- Born: Alice Sampson 1879 Cambridge, Massachusetts, U.S.
- Died: unknown, after 1936
- Other names: Alice Monroe Presto, Alice Moore Presto
- Organization(s): Woman's Political and Civic Alliance (WPCA)
- Spouse: Walter Leo Presto

= Alice S. Presto =

American Black suffragist, politician

Alice Sampson Presto (1879–?) was a suffragist and the first African-American woman to run for office in the state of Washington.

== Early life ==
Martha Murphy and Franklin Sampson were the parents of Alice S. Presto, who was born in Cambridge, Massachusetts around 1879. Presto had three brothers, and two sisters. Presto moved to Seattle, Washington, in the 1890s, where she met her husband, Walter Leo Presto. He was an Afro-Cuban immigrant whose career included being a porter and a minister. Together they had three children, after losing two to childbirth. First Gladys Presto was born in 1898, then Dorothy Presto in 1902, and Martha Presto in 1904.

Presto is identified in some sources as Alice Monroe Presto and as Alice Moore Presto.

== Career ==
Presto spent many years as a stay-at-home mom, tending to her three children. During this time, Washington became the first state to grant Women's suffrage in 1910, before the Nineteenth Amendment had been ratified. Through this historical event, Presto became a prominent figure in the fight for civil and political rights. Presto was one of the founding members of the NAACP branch in Seattle. For six years she served as a secretary on this branch. Presto was also responsible for founding the Woman's Political and Civic Alliance (WPCA) in 1916, and was the president of this organization. Presto was also responsible for founding the Washington State Federation of Colored Women's Club, where she served as the second vice president.

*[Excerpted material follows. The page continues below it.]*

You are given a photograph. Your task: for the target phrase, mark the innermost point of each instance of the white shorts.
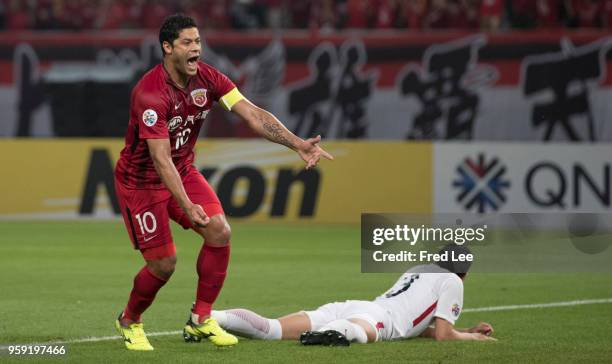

In 1918, Presto ran for state senate on the Republican ticket from the 37th legislative district. She was the first Black Woman to run for legislative office in the state of Washington. Her platform "supported equal pay for women, an increase in widow’s pension, an Industrial Insurance Act for workers, reforms to child labor laws, and free tuition for children of taxpayers attending state public institutions." She also advocated for the cost of living for widows, and that a tax payer's children should not have to pay for tuition in educational institutions. Presto's advocacy heavily influenced the Black women of the community. Unfortunately, Presto only received 460 votes compared to the winning candidate's 1205 votes and ultimately lost the election.

For the rest of her career, Presto stayed involved with the WPCA where she was a treasurer. She was also a treasurer in the King Country Republican League. She was also a member of the Seattle chapter of the Universal Negro Improvement Association.